Fine-tuning experiments reveal that even modest additions of “hard,” high-diversity, and multilingual SWE-Bench++ trajectories can double or triple cross-lingual agent pass rates (Wang et al., 19 Dec 2025).

6. Methodological Innovations and Open Research Questions

SWE-Bench++ integrates several methodological advances:

Automated Environment Orchestration: LLM-driven planning, build/test orchestration, and log parsing (falling back to LLM code generation if regex parsing fails) (Wang et al., 19 Dec 2025).
Test Oracle Augmentation: UTGenerator and UTBoost automate new test creation based on LLM localization and synthesis, improving code path coverage and identifying label errors missed by legacy benchmarks (Yu et al., 10 Jun 2025).
Quality Assurance Layers: Determinism, oracle, semantic, and infrastructure checks enforce rigorous task validity.
Hint-Guided Trajectory Synthesis: Turning baseline failures into structured training traces with automated “hint” and “rewrite” passes, producing instances near the frontier of current model capability (Wang et al., 19 Dec 2025).
Entropy-Based Training Metrics: The Entropy Compression Hypothesis and HE-SNR metric offer a theoretically-motivated, context-robust method for mid-training model evaluation, outperforming standard perplexity especially under long-context window scaling (Wang et al., 28 Jan 2026).
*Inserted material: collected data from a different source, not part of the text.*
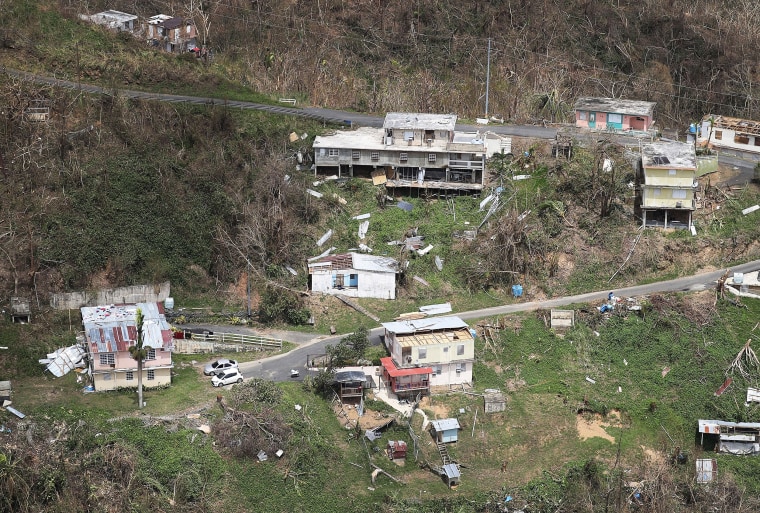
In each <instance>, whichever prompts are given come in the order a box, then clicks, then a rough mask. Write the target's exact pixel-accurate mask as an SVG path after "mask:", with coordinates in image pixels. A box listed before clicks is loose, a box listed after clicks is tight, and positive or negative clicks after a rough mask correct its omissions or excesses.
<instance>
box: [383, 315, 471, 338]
mask: <svg viewBox="0 0 760 513" xmlns="http://www.w3.org/2000/svg"><path fill="white" fill-rule="evenodd" d="M383 327H384V328H385V329H386V330H387V331H390V332H391V333H395V334H397V335H406V334H412V333H417V332H420V331H439V330H454V329H463V328H464V329H467V328H469V326H468V325H467V323H466V322H464V321H463V320H462V319H460V318H459V317H456V316H448V317H434V318H429V319H413V320H409V321H396V322H384V323H383Z"/></svg>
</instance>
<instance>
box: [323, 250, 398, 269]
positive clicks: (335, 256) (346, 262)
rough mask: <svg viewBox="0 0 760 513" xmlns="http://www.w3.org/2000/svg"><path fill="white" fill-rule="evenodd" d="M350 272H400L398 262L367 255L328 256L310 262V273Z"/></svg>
mask: <svg viewBox="0 0 760 513" xmlns="http://www.w3.org/2000/svg"><path fill="white" fill-rule="evenodd" d="M349 270H356V271H367V272H376V273H396V272H398V262H397V261H396V260H394V259H393V258H390V257H383V256H376V255H365V254H363V253H342V254H339V255H328V256H326V257H324V258H320V259H319V260H315V261H314V262H309V272H314V271H322V272H326V271H349Z"/></svg>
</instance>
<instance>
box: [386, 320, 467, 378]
mask: <svg viewBox="0 0 760 513" xmlns="http://www.w3.org/2000/svg"><path fill="white" fill-rule="evenodd" d="M383 328H385V347H386V348H387V349H388V352H389V353H390V358H391V359H392V360H393V361H392V362H388V363H389V364H391V363H392V364H393V365H392V367H393V368H391V369H388V371H389V373H390V374H393V372H398V370H404V369H420V370H422V369H427V370H426V371H425V372H424V373H423V374H425V373H427V371H429V369H432V373H431V375H430V386H445V385H457V384H460V383H471V382H472V364H473V362H474V361H475V339H474V336H473V333H472V332H471V331H470V327H469V326H468V325H467V323H466V322H464V321H463V320H462V319H460V318H459V317H456V316H449V317H431V318H426V319H416V320H410V321H397V322H385V323H383ZM428 368H429V369H428Z"/></svg>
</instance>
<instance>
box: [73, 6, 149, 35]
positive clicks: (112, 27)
mask: <svg viewBox="0 0 760 513" xmlns="http://www.w3.org/2000/svg"><path fill="white" fill-rule="evenodd" d="M81 18H82V19H89V21H91V22H93V23H96V24H98V25H103V26H105V27H108V28H109V29H111V30H118V31H125V32H133V31H134V30H135V22H136V21H137V15H135V14H128V13H125V12H121V11H114V10H109V11H103V12H99V13H97V14H93V15H92V16H86V15H83V16H81Z"/></svg>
Ongoing questions involve enhancing adaptive thresholding for entropy-based metrics, cross-architecture validation (beyond MoE models), further hardening against contamination, and integrating human and LLM-in-the-loop semantic validation (Wang et al., 19 Dec 2025, Wang et al., 28 Jan 2026).
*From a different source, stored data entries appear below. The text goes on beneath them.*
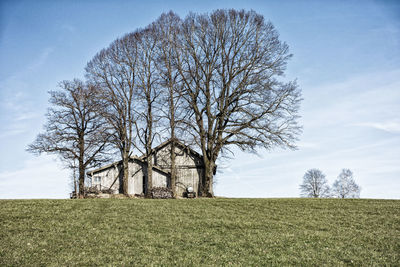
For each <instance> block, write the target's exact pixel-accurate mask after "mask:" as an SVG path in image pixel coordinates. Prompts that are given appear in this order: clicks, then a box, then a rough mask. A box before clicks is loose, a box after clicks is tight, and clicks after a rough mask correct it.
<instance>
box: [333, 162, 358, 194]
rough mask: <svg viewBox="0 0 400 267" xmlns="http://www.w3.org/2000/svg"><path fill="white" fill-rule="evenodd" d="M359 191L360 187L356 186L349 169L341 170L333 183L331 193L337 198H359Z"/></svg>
mask: <svg viewBox="0 0 400 267" xmlns="http://www.w3.org/2000/svg"><path fill="white" fill-rule="evenodd" d="M360 191H361V187H360V186H359V185H358V184H356V182H355V181H354V178H353V172H352V171H351V170H349V169H343V170H342V172H341V173H340V174H339V176H338V178H337V180H336V181H335V182H334V183H333V188H332V193H333V196H335V197H338V198H359V197H360Z"/></svg>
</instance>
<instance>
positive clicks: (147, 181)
mask: <svg viewBox="0 0 400 267" xmlns="http://www.w3.org/2000/svg"><path fill="white" fill-rule="evenodd" d="M152 188H153V157H152V155H151V153H150V154H149V155H148V156H147V192H146V196H147V197H151V189H152Z"/></svg>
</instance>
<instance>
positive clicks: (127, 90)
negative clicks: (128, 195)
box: [86, 32, 139, 195]
mask: <svg viewBox="0 0 400 267" xmlns="http://www.w3.org/2000/svg"><path fill="white" fill-rule="evenodd" d="M138 34H139V33H138V32H133V33H129V34H127V35H125V36H124V37H122V38H120V39H117V40H115V41H114V42H113V43H112V44H111V45H110V46H109V47H108V48H106V49H103V50H101V51H100V52H99V53H98V54H97V55H96V56H95V57H94V58H93V59H92V60H91V61H90V62H89V63H88V64H87V66H86V72H87V77H88V78H89V79H90V80H92V81H93V82H94V83H95V84H96V85H97V86H99V87H100V88H101V92H100V94H99V95H98V98H99V99H101V100H102V101H104V103H105V108H104V110H103V112H102V116H103V117H104V118H106V120H107V123H108V124H109V125H110V126H111V128H112V129H113V130H114V131H113V135H112V136H113V138H112V139H111V142H112V143H113V144H114V145H115V146H116V147H117V148H118V150H119V151H120V153H121V158H122V166H123V176H122V181H123V182H122V184H121V188H120V191H122V193H124V194H125V195H127V194H128V192H129V190H128V178H129V157H130V156H131V153H132V149H133V147H134V142H135V137H136V134H137V133H136V128H135V122H136V118H135V116H134V115H135V112H134V109H135V108H136V107H135V106H134V105H135V101H134V100H135V95H136V94H135V90H136V77H137V73H136V62H137V50H138V48H137V35H138Z"/></svg>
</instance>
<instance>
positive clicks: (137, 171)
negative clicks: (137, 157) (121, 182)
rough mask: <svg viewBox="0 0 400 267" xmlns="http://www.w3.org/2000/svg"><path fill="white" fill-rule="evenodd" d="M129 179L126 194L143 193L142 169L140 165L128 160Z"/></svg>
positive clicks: (132, 194)
mask: <svg viewBox="0 0 400 267" xmlns="http://www.w3.org/2000/svg"><path fill="white" fill-rule="evenodd" d="M129 175H130V177H129V180H128V194H131V195H135V194H138V195H140V194H142V193H143V170H142V165H141V164H139V163H137V162H135V161H132V162H129Z"/></svg>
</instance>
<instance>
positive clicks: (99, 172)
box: [92, 167, 120, 194]
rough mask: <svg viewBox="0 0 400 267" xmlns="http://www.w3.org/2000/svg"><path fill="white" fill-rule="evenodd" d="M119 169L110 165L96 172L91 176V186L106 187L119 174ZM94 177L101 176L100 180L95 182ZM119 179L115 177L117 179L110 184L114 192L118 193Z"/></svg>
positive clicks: (97, 186)
mask: <svg viewBox="0 0 400 267" xmlns="http://www.w3.org/2000/svg"><path fill="white" fill-rule="evenodd" d="M119 173H120V172H119V170H118V168H115V167H110V168H107V169H105V170H101V171H99V172H96V173H94V174H93V176H92V186H96V187H97V188H99V189H108V188H110V186H111V185H112V183H113V182H114V180H115V178H116V177H117V176H119ZM95 177H101V181H100V182H96V179H95ZM119 180H120V179H119V178H117V181H116V182H115V183H114V185H113V186H112V188H111V189H112V190H113V191H114V194H118V192H119V185H120V181H119Z"/></svg>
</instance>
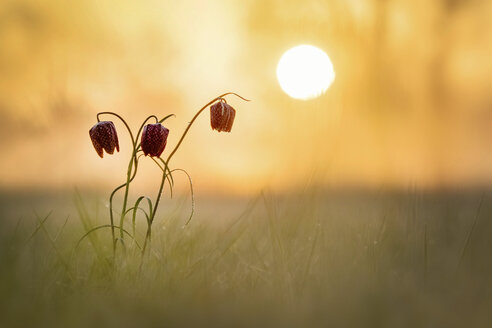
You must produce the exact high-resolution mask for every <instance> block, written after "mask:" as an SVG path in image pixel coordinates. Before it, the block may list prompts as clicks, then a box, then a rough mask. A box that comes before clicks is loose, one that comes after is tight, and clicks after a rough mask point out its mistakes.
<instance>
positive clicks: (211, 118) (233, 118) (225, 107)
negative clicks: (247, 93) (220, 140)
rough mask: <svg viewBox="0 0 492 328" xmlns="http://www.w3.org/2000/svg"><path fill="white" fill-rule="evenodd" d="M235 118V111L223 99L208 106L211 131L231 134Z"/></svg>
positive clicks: (235, 111) (235, 115) (233, 108)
7. Impact, Limitations, and Future Directions

SWE-Bench++ establishes a new state-of-the-art in scalable, contamination-resistant, and polyglot evaluation for LLM-driven code agents. It reveals that prior benchmarks dramatically overstated practical reasoning capability due to solution leakage, contamination, test weakness, or distributional artifacts. By contrast, SWE-Bench++ exposes the persistent generalization gap, highlights the need for robust oracle augmentation, and demonstrates the necessity of massive and diverse repository/task coverage. Limitations remain—most notably, automated correctness proxies may still miss semantic or maintainability errors, and current LLM-Judge systems only approximate true gold labels (Wang et al., 19 Dec 2025).

Planned extensions include continuously-refreshed “living” benchmarks, multi-modal evaluation (including UI/front-end tasks), expansion to new languages (e.g., Ruby, PHP, Kotlin), crowdsourced validation, development of more advanced RL-driven agents (Multi-SWE-RL), and integration of entropy-based training criteria (Wang et al., 19 Dec 2025, Zan et al., 3 Apr 2025, Wang et al., 28 Jan 2026). These directions aim to ensure that benchmark progress accurately reflects robust, transferable, and semantically meaningful advances in code-generation research.